Measurable space
Suppose that \(S\) is a \(\sigma\) algebra over \(X\). \((X, S)\) is called a measurable space. Every member of \(S\) is a measurable set.
\((S, 2^{S})\) is a common measurable space.
Importance
This notion is useful because it enumerates the sets whose size we want to measure.
Product space
You can take two measurable spaces \((S_1, F_1), (S_2, F_2)\), and, by set product get a bigger measurable space \((S_1 \times S2, F_1 \times F_2)\).
Measure
Minimal definition
\(m:S\to [0, \infty]\), with \(m(\phi)=0\) and the countable additivity property (\(A \cap B= \phi \implies m(A \cup B) = m(A) + m(B)\)) is called a measure on \(X\) of subsets \(S\).
\((X, S, m)\) is called a measure space.
Motivation
This measure of size generalizes concepts such as volume/ area/ box measure, mass, time. Especially important measures are the box measure and the probability measure.
Special classes
General additivity
For some measures \(m\), any bunch of mutually disjoint sets \(S_i\): \(m(\cup_i S_i) = \sum_i S_i\). This is stronger than countable additivity.
Finite measures
If \(X\) is a countable union of finite measure sets, \(m\) is \(\sigma-\)finite. This is a very common property.
Signed measure
If \(m(x) < 0\) is allowed, then \(m\) is a signed measure.
Null set, almost-everywhereness
If \(m(T) = 0\), then \(T\) is called a \(m-\)null set.
A property (eg: \(f(x)>0\)) holds ‘almost everywhere’ if the set of elements for which the property does not hold is a null set. Eg: ‘Almost always’ in applications of probability.

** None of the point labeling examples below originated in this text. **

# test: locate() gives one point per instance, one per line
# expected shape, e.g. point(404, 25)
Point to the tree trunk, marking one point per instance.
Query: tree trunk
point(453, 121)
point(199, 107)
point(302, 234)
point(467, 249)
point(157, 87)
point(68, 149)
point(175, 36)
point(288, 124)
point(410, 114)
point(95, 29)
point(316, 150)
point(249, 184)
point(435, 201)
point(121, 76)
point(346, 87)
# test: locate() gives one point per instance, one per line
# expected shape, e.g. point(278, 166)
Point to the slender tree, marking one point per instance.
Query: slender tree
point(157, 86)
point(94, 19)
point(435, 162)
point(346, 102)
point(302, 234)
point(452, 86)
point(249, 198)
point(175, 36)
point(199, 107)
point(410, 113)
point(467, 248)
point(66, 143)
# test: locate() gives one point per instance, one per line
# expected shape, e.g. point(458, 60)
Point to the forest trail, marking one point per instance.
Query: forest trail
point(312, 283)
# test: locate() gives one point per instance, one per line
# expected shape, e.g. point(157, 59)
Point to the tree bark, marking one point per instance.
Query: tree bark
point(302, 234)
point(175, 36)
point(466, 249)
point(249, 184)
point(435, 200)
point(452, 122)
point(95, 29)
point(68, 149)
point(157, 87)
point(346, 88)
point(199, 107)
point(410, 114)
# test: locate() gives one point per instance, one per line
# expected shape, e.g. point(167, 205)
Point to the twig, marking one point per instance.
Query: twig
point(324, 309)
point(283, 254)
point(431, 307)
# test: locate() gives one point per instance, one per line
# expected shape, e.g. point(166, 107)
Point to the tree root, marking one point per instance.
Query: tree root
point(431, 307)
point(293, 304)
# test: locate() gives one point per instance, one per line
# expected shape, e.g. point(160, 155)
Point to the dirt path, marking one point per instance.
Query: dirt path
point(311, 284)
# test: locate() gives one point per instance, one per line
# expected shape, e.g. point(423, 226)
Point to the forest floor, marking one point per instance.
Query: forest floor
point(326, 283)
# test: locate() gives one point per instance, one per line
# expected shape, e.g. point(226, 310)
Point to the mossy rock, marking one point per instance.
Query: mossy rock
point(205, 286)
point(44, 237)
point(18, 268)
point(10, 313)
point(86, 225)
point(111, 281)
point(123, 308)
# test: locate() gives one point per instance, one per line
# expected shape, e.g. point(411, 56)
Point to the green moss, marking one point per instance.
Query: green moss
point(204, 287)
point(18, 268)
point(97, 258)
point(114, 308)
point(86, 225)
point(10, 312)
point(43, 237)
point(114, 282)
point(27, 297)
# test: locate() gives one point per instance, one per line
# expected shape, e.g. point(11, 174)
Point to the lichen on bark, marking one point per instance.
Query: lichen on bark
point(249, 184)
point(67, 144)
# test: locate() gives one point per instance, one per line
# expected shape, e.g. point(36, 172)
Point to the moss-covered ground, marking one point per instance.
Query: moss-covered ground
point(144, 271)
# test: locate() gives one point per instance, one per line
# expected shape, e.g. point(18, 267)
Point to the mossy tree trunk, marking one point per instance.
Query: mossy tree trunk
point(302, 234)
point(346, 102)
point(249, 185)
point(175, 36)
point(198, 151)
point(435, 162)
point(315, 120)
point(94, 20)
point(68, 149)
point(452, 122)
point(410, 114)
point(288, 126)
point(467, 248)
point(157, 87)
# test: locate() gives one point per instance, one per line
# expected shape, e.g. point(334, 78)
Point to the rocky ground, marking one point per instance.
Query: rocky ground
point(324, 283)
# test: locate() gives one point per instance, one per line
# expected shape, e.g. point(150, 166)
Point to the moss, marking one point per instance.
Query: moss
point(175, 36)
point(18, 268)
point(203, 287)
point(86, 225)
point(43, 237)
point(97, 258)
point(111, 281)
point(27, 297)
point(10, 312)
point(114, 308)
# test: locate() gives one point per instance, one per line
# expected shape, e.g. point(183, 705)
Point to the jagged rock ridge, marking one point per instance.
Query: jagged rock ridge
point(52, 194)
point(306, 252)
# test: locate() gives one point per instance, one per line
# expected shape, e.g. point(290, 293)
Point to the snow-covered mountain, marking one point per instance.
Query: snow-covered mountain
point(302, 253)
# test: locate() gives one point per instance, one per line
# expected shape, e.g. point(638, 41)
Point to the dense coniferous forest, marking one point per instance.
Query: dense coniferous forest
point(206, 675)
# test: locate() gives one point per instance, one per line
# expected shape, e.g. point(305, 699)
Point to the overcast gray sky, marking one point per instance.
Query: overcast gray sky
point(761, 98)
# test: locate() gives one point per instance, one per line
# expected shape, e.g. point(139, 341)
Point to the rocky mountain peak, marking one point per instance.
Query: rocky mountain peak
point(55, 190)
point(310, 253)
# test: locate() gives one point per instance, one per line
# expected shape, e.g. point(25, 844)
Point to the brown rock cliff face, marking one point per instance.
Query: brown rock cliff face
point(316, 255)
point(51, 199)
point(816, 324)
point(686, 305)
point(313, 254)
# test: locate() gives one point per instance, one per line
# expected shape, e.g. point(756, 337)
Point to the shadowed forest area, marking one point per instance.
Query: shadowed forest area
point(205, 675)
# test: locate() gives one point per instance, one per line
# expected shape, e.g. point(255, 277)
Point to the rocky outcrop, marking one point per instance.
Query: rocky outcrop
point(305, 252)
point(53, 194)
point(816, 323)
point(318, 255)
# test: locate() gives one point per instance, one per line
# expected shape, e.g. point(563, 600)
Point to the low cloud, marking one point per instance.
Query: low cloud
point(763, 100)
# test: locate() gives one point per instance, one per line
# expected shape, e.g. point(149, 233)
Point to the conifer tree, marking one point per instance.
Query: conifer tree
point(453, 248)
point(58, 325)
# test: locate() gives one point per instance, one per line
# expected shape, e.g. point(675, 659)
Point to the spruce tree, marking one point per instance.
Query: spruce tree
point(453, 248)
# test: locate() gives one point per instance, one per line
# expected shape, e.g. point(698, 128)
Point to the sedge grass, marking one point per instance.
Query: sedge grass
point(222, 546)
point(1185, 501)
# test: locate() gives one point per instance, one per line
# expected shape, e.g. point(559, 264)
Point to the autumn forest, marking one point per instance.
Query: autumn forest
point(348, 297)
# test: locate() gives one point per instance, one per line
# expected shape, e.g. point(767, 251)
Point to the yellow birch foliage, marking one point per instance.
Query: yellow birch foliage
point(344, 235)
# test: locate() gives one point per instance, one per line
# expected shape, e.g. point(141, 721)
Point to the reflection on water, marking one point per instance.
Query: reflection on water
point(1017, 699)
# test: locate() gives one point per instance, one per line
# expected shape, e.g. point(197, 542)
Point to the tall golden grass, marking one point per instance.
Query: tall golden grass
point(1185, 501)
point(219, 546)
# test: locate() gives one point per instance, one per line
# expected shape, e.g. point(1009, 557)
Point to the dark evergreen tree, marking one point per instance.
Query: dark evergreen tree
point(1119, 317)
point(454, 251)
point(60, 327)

Size of the union and intersection
Inclusion/ exclusion principle
The following holds for any measure which is finite on the sets involved. \(|\cup_{i \in V} S_i| = \sum_i |S_i| - \sum_{i \neq j}|S_i \cap S_j| + .. = \sum_{T \subseteq V} (-1)^{|T|+1}|\cap_{i \in T}S_i|\).
Bounds
Thence, we have the union upper bound: \(m(A \cup B) \leq m(A) + m(B)\). In the case of probabilistic analysis, this is very useful. Aka Boole’s inequality.
Intersection lower bound: \(m(A \cap B) \geq m(A) + m(B) - 1\). Aka Bonferroni’s inequality.
Proof
\(m(A \cup B) \leq 1\) with the inclusion-exclusion principle.
By mathematical induction, \(m(\cap_{i \in (1, n)} A_i) \geq \sum_i m(A_i) - (n-1)\).
Generalization
(Mobius inversion lemma). Got functions on sets f, g. \([\forall A \subseteq V: f(A) = \sum_{B \subseteq A} g(B)] \equiv [g(B) = \sum_{B \subseteq A}(-1)^{A-B}f(B)]\). \chk Easy algebraic proof.
Counting measure
The counting measure of \(A\), \(|A|\), equals the number of elements in a set.
Counting, combinatorics
See probability survey.
Cardinality
The concept of Cardinal numbers extends the notion of the counting measure to compare the sizes of even infinite sets. For finite sets, the cardinality equals the counting measure.
Comparison by bijection
Comparison of cardinalities of A and B can be made by making bijections, even if they’re \(\infty\) sets: ‘Equinumerousness’.
Hierarchy of cardinal numbers
Consider the power set \(P(S)\). \(|P(S)|>|S|\).
Cardinalities of compared to N
Cardinality (or power) of the continuum \(c = |R|\); \(\aleph_{0} = |N|\). Continuum hypothesis: \(\exists c’?: \aleph_{0}< c’<c\).
Countability
\(S\) is countable if it can be mapped to \(N\).
Countable unions of countable \(S\) still countable: write any \(S\) as a row vector, see their sequence as a matrix, draw a zig-zag line to cover all matrix elements. Similarly, see countability of Q.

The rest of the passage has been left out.